# Linear regression, and the Python packages ecosystem
A key characteristic of Python is its excellent range of packages. Like `numpy` and `matplotlib`, there are thousands of packages ready-written to make your tasks easier. A key question to always ask is "has someone already written this?".
A powerful machine-learning package is `scikit-learn`. See https://scikit-learn.org/ for a full introduction to its capabilities.
The key point is that, unless we're writing novel machine learning methods, we don't need to write our own - `scikit-learn` will probably already implement it.
As a simple example, take the task of training a least-squares linear regression model. This is just about the simplest machine learning method out there.
It takes as input a set of x and y coordinates, and outputs the line that minimises the squares of the distances of all training points to the line.
There are two key steps: training on one dataset, and then testing its predictive power against another dataset.
The full linear regression example is below:
```python
# Code source: Jaques Grobler
# License: BSD 3 clause
import matplotlib.pyplot as plt
import numpy as np
from sklearn import datasets, linear_model
from sklearn.metrics import mean_squared_error, r2_score
# Load the diabetes dataset
diabetes_X, diabetes_y = datasets.load_diabetes(return_X_y=True)
# Use only one feature
diabetes_X = diabetes_X[:, np.newaxis, 2]
# Split the data into training/testing sets
diabetes_X_train = diabetes_X[:-20]
diabetes_X_test = diabetes_X[-20:]
# Split the targets into training/testing sets
diabetes_y_train = diabetes_y[:-20]
diabetes_y_test = diabetes_y[-20:]
# Create linear regression object
regr = linear_model.LinearRegression()
# Train the model using the training sets
regr.fit(diabetes_X_train, diabetes_y_train)
# Make predictions using the testing set
diabetes_y_pred = regr.predict(diabetes_X_test)
# The coefficients
print("Coefficients: \n", regr.coef_)
# The mean squared error
print("Mean squared error: %.2f" % mean_squared_error(diabetes_y_test, diabetes_y_pred))
# The coefficient of determination: 1 is perfect prediction
print("Coefficient of determination: %.2f" % r2_score(diabetes_y_test, diabetes_y_pred))
# Plot outputs
plt.scatter(diabetes_X_test, diabetes_y_test, color="black")
plt.plot(diabetes_X_test, diabetes_y_pred, color="blue", linewidth=3)
plt.xticks(())
plt.yticks(())
plt.show()
```

This nicely demonstrates how linear regression attempts to draw a straight line that will best
minimize the residual sum of squares between the observed responses in the dataset, and the
responses predicted by the linear approximation.
Note how the `scikit-learn` package provides high-level functions that match the logical steps that the analysis requires.

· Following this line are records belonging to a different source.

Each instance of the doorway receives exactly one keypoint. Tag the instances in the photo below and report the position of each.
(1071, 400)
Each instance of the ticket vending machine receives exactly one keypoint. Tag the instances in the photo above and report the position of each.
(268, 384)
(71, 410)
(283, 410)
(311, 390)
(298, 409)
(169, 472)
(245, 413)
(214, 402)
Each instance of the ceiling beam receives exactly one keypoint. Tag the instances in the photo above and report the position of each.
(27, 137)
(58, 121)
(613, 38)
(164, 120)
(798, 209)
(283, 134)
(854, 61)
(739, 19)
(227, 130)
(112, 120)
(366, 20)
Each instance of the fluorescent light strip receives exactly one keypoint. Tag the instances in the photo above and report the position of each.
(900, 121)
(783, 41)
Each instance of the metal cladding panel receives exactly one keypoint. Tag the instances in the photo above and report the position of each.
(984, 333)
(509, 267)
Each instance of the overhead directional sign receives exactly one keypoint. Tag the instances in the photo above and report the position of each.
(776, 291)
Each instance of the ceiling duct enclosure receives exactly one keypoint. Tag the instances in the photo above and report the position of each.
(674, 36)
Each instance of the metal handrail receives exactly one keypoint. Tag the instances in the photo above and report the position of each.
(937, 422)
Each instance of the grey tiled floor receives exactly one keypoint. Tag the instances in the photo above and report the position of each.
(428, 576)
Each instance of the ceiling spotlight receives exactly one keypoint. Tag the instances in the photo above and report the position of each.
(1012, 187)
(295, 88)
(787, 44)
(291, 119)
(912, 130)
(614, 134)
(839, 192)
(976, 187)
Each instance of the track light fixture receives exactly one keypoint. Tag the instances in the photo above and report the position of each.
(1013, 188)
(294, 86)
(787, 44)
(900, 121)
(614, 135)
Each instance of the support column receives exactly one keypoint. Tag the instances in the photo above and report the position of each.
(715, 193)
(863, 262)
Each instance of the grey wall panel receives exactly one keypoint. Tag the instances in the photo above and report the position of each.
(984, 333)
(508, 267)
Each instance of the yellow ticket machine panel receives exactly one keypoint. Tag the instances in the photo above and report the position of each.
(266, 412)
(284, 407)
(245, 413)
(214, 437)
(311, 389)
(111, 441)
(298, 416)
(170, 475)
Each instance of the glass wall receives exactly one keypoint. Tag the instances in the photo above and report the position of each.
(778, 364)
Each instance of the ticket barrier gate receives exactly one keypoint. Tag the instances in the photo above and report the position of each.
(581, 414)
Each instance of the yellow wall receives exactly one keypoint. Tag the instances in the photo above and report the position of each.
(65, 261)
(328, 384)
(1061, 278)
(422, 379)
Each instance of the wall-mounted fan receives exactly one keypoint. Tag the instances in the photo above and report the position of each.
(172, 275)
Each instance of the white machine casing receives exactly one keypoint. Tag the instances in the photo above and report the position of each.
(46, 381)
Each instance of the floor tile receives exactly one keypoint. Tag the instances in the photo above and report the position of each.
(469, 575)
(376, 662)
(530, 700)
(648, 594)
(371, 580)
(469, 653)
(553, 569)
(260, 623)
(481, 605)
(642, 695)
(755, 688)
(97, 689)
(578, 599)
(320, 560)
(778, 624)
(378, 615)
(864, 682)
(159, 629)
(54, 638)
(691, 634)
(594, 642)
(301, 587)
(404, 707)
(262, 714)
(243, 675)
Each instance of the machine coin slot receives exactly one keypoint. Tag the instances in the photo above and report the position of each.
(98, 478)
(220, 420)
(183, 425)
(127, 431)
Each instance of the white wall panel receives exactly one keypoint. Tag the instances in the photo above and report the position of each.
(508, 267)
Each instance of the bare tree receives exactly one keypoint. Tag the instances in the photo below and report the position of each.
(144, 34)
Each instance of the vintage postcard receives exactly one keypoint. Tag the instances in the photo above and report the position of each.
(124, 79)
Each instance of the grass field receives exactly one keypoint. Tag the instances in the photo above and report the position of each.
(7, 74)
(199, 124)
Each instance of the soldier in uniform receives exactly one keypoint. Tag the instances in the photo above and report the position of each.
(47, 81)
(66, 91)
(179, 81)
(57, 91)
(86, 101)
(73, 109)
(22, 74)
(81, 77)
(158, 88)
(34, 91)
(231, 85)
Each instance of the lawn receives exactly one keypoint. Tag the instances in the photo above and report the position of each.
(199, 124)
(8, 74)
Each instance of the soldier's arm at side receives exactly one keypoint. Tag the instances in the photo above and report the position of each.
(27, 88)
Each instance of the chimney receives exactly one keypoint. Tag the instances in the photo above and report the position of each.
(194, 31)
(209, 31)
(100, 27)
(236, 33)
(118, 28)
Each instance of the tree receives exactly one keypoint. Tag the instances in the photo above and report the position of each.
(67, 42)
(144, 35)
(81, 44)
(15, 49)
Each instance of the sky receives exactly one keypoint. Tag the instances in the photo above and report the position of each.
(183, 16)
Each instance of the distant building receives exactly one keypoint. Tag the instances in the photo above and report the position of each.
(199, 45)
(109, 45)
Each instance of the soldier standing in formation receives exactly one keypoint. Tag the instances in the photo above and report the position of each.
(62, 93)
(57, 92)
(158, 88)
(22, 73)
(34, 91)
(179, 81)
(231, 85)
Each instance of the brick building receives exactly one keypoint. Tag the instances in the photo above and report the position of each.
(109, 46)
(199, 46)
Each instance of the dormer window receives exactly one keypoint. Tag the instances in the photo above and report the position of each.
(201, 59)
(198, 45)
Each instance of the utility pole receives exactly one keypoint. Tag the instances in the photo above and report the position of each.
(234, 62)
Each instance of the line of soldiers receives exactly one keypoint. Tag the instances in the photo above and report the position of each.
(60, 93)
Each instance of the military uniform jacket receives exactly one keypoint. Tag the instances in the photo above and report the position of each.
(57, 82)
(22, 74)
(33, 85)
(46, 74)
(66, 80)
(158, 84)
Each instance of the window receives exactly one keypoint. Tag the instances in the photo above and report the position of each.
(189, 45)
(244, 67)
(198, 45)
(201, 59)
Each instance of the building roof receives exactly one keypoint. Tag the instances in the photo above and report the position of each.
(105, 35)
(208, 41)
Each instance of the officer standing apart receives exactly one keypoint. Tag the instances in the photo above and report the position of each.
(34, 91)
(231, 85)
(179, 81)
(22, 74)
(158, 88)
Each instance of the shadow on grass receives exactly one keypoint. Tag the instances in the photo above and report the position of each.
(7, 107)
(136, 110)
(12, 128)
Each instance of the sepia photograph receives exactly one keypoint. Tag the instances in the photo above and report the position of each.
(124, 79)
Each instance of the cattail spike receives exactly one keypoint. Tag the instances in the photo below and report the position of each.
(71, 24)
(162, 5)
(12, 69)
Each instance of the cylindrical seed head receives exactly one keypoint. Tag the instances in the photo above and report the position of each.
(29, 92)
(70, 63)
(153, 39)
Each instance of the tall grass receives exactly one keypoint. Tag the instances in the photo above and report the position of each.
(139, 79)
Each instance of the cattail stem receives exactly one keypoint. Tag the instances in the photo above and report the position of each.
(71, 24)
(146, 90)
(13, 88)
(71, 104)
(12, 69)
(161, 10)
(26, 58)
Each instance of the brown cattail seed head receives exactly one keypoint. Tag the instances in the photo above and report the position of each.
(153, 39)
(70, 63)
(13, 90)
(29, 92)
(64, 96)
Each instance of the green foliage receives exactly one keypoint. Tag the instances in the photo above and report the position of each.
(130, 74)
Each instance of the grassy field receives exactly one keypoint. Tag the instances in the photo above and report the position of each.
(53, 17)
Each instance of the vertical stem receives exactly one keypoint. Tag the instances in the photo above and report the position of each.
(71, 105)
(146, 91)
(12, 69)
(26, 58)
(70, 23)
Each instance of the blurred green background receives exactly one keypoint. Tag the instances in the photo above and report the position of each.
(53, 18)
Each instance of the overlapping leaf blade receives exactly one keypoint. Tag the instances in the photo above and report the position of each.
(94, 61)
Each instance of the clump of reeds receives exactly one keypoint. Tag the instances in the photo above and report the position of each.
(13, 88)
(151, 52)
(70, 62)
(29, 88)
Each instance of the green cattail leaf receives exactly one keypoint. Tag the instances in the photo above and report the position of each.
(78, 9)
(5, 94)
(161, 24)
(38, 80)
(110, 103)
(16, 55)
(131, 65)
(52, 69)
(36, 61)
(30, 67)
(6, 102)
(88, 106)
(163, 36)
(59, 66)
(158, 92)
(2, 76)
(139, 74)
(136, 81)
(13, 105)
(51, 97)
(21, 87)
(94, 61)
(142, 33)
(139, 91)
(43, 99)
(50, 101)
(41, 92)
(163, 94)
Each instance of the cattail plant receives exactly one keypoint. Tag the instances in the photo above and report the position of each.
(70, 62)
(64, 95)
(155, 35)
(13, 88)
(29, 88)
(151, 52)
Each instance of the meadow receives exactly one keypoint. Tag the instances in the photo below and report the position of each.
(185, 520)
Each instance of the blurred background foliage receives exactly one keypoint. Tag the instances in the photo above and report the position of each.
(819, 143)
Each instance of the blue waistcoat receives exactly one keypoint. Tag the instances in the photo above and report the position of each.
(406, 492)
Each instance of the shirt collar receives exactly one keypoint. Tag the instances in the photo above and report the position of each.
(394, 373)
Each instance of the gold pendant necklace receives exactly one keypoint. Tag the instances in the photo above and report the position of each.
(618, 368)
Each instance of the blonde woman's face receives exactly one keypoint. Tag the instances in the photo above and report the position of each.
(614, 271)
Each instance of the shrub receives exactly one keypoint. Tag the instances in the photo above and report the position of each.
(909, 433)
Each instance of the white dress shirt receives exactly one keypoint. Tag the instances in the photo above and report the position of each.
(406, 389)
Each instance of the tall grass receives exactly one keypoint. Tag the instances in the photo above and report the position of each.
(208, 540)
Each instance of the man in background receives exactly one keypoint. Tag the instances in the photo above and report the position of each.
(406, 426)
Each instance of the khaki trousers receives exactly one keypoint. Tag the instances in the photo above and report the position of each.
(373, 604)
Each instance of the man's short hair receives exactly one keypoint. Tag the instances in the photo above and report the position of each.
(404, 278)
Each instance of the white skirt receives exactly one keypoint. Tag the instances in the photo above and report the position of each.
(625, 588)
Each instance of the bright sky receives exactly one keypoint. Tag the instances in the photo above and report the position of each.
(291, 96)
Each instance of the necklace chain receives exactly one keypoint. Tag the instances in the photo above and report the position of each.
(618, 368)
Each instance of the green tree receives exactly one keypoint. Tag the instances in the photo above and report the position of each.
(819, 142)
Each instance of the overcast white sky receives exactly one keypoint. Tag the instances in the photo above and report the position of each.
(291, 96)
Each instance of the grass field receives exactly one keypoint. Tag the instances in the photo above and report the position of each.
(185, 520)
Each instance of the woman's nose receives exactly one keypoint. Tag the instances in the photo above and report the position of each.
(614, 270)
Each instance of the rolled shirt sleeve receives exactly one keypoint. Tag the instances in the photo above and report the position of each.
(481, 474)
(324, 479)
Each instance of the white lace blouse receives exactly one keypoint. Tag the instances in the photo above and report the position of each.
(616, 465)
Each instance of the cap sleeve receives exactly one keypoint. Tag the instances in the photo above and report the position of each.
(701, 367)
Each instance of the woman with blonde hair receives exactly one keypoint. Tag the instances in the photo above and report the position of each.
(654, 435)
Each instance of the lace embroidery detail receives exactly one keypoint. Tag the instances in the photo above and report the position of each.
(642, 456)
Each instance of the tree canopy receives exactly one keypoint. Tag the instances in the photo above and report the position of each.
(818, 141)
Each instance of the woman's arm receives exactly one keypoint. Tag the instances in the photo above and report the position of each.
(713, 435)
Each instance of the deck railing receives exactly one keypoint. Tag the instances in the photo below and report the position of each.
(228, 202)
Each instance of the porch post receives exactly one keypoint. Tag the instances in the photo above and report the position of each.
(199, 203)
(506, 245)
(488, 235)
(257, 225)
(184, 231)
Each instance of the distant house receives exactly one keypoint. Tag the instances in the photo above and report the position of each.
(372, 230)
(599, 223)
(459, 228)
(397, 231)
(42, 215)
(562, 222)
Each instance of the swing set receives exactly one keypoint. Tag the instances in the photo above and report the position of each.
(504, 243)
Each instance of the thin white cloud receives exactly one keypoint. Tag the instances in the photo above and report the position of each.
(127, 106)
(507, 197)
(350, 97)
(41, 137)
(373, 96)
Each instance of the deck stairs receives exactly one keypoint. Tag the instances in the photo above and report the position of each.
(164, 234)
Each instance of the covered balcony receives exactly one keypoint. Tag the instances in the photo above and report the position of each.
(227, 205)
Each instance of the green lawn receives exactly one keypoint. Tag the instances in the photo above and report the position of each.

This frees us up from the pain and effort of thinking about the internals of the machinery (which, if we tried to write it
ourselves, would probably be error-strewn and far less performant), and we can instead focus on the more interesting questions.
# Exercise 1
Spend a couple of minutes browsing https://scikit-learn.org/ to see the vast array of functionality available.
Often, the hardest thing is knowing what's out there!
# Exercise 2
Think of a task that you would like to use Python for. Spend 2 minutes searching online for any python packages that seem relevant.
Post in the Teams chat with this format e.g.:
```
Task: I want to manipulate image data
Possible packages: Pillow, matplotlib
```
and we'll talk through a couple of examples. If you can't find an appropriate package, say so in the chat, and we can help find one.